Markey: Dramatic Rise in Pediatric Opioid Overdoses Demands Action

Senator has called on FDA to rescind approval of OxyContin for kids

Boston (November 1, 2016) – As a new study released shows, overdoses among all children increased more than 100 percent over a 16-year period, Senator Edward J. Markey (D-Mass.) called for immediate steps to protect America’s youngest people from the devastating opioid epidemic. A new study published in the Journal of the American Medical Association (JAMA) also revealed that heroin poisonings of children aged 1-19 also increased 161 percent. In 2014, more than 30,000 Americans died from an opioid overdose.

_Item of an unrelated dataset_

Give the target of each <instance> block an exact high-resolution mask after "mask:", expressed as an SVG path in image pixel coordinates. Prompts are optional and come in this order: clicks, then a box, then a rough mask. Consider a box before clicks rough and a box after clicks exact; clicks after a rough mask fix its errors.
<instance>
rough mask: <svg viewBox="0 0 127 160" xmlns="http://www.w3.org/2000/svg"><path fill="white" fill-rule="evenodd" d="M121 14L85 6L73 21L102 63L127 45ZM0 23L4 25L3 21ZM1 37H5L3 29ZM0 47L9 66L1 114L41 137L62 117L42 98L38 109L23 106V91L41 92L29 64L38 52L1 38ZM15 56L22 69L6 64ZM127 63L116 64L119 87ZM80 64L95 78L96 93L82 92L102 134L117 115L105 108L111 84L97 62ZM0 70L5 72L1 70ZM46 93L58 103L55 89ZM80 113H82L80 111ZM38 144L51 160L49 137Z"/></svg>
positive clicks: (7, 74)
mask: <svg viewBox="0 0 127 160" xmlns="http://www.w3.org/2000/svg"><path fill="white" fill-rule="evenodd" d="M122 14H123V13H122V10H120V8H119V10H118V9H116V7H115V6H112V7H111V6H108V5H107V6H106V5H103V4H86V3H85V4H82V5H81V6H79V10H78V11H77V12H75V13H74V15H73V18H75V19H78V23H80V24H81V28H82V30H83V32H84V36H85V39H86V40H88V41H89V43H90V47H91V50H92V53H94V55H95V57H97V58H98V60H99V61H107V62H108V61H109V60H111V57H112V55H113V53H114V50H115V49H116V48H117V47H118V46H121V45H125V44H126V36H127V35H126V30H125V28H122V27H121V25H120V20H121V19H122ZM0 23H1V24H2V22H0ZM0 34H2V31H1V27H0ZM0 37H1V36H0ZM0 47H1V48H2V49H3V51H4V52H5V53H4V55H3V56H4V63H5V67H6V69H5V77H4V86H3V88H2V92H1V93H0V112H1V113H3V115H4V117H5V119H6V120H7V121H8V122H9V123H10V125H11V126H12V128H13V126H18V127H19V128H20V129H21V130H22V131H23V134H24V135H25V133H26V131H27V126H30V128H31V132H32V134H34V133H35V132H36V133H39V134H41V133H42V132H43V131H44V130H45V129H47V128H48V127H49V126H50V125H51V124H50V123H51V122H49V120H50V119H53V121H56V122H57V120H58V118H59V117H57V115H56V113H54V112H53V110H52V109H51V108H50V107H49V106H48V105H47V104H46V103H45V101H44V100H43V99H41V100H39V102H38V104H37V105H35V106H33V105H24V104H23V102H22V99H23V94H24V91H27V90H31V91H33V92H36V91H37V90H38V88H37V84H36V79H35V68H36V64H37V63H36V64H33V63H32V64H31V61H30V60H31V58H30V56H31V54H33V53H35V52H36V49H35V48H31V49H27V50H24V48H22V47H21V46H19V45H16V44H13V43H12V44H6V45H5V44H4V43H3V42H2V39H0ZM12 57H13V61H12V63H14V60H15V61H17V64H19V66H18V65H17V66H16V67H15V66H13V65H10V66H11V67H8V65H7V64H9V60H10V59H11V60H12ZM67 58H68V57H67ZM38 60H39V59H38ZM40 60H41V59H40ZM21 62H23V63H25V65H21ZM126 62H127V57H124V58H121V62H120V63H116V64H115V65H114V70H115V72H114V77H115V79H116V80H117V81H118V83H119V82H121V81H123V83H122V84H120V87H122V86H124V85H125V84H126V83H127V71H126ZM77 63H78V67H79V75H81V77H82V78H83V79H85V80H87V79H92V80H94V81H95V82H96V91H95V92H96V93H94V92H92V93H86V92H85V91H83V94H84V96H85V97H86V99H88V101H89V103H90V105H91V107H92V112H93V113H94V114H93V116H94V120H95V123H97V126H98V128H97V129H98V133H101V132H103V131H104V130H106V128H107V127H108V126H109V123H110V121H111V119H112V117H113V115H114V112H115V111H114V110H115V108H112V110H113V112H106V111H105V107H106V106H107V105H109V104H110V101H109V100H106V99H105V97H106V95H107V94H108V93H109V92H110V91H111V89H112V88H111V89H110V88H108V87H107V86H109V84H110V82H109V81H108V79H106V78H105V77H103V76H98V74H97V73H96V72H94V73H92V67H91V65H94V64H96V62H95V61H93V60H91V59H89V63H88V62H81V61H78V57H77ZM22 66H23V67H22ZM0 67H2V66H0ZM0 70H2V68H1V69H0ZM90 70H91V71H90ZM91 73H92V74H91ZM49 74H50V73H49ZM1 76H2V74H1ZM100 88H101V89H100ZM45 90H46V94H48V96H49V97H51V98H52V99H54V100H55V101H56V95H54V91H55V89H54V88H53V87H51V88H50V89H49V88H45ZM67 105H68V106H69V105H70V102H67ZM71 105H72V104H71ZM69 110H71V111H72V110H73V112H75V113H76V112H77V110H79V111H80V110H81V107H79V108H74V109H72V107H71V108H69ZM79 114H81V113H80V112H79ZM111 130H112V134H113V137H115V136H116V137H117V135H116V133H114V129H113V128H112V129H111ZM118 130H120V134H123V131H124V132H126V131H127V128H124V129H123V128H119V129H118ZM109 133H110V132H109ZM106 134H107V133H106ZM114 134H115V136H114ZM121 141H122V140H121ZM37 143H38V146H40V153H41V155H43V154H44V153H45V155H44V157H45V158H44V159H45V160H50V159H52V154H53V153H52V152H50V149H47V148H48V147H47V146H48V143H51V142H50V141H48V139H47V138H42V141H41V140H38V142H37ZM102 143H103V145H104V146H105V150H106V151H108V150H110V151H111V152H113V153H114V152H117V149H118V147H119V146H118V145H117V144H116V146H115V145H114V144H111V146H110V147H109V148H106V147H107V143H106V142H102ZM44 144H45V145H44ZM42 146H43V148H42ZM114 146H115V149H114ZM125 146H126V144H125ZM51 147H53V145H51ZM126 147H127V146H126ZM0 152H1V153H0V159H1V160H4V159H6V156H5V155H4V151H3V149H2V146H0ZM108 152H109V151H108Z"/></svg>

“We have become the United States of Oxy, and our youngest children are suffering from a deadly citizenship,” said Senator Markey. “With prescription opioids proliferating in medicine cabinets across the country, we must ensure that we keep these dangerous prescription painkillers out of the hands of children. The opioid crisis does not discriminate on age, and we need to put protections in place for our youngest people so that they are not poisoned or inadvertently put on a path toward addiction. The FDA can begin by rescinding its misguided decision to approve pediatric use of OxyContin and convene an advisory panel as it reconsiders its decision. We must also mandate education for all prescribers of opioid medication so that they can provide guidance to adults on safety and disposal of opioid medication.”

 

Last year, Senator Markey called on the Food and Drug Administration (FDA) to rescind its decision to approve a new pediatric use for OxyContin without convening an outside expert advisory committee. In 2015, the FDA approved a new pediatric use of the highly addictive opioid painkiller without convening an advisory committee even though its guidelines note that FDA decisions that relate to controversial issues or matters relating to children are particularly well-suited to advisory committee empanelment.

 

In January 2016, Senator Markey placed a hold on the nomination of Dr. Robert Califf to head the FDA, calling on the agency to commit to convene advisory committees for any future opioid-approval questions and to rescind the approval of OxyContin for kids.